Maull: Beispielsweise. Oder gegen die Paläste. Diese Schläge müssten eindeutig auf das Regime zielen und die Bevölkerung schonen. Und sie müssten Saddam Hussein signalisieren, dass die Staatengemeinschaft bereit ist, den Druck Schritt um Schritt zu erhöhen, wenn er die Zusammenarbeit mit dem Sicherheitsrat weiter verweigern würde. In der letzten Konsequenz würde das auch die Bereitschaft zum Krieg enthalten, aber es gäbe bis dahin eine Reihe von Zwischenschritten. Das würde Zeit schaffen für politische Veränderungen im Irak, beispielsweise für einen Staatsstreich oder auch für eine politische Lösung auf anderer Basis, beispielsweise durch eine Kapitulation und den Gang ins Exil von Saddam Hussein.
Ein "unvernünftiges Veto" im Sicherheitsrat werde ihn nicht davon abhalten, gegen Bagdad zu Felde zu ziehen, hat Tony Blair gesagt und liegt damit genau auf US-Linie. Die UN erscheinen hier als nützliches Element, um eigenen Vorstellungen durchzusetzen. Wird dadurch nicht die Position der UN massiv geschwächt?
Maull: Die Autorität des Sicherheitsrates wird wohl in jedem Fall Schaden nehmen. Wenn er dem amerikanischen Wunsch zustimmt und eine zweite Resolution verabschiedet, wie sie Washington gerne hätte, dann wird er Sicherheitsrat von einer einzigen Macht dominiert und instrumentalisiert. Wenn er sich aber tatsächlich quer legen würde, wenn es also ein Veto gäbe, dann wäre auch in Zukunft immer wieder eine Blockade zwischen den zwei Lagern zu erwarten - den USA und ihren Verbündeten einerseits und den Anhängern einer multipolaren Welt andererseits. Allerdings werden die Vereinten Nationen insgesamt während und nach einem Krieg im Irak in jedem Fall wieder ins Spiel kommen. Denn die enorme humanitäre Katastrophe, die ein krieg bedeuten wurde, und dann der Wiederaufbau des Irak kann von den USA überhaupt nicht alleine bewältigt werden kann.
Dazu trägt sicher auch das Element des präventiven Krieges bei, den die amerikanische Regierung ins Spiel gebracht hat. Welche Konsequenzen hätte ein präventiver Schlag ohne Zustimmung der UN?

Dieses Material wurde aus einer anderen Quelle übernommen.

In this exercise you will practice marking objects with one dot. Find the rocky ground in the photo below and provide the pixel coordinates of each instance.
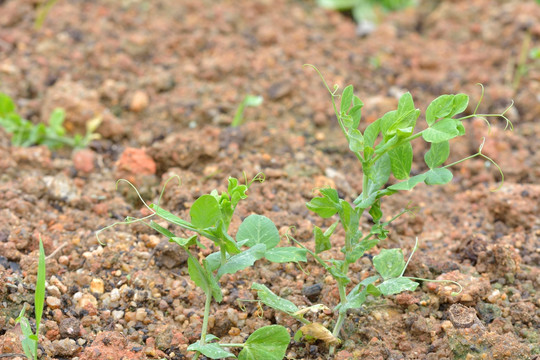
(166, 77)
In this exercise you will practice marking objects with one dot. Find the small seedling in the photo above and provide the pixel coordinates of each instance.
(257, 238)
(383, 149)
(25, 133)
(249, 101)
(29, 339)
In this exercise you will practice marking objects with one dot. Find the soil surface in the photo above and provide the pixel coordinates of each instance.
(166, 77)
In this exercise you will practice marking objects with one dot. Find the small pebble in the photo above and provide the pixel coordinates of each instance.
(97, 286)
(115, 294)
(139, 101)
(140, 314)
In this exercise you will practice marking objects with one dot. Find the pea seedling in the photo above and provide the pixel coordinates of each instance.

Maull: Ohne ein Mandat des Sicherheitsrats wäre ein solcher Krieg ganz eindeutig völkerrechtswidrig. Mit einem Mandat ist es sicherlich immer noch problematisch, weil Präventivkriege mit dem Geist des Völkerrechtes nicht vereinbar sind. Auf der anderen Seite ist es so, dass auch Resolutionen des Sicherheitsrats Elemente des Völkerrechts sind. Wenn der Sicherheitsrat zustimmt, dann haben wir also eine widersprüchliche Situation: Mehrere völkerrechtliche Normen stünden dann im Widerspruch zueinander. Das ist aber gar nicht so ungewöhnlich, weil das Völkerrecht eben keine geschlossene Rechtsordnung ist, die sie einklagen können.
Das Interview mit Professor Maull führte unser Redakteur Michael Schmitz.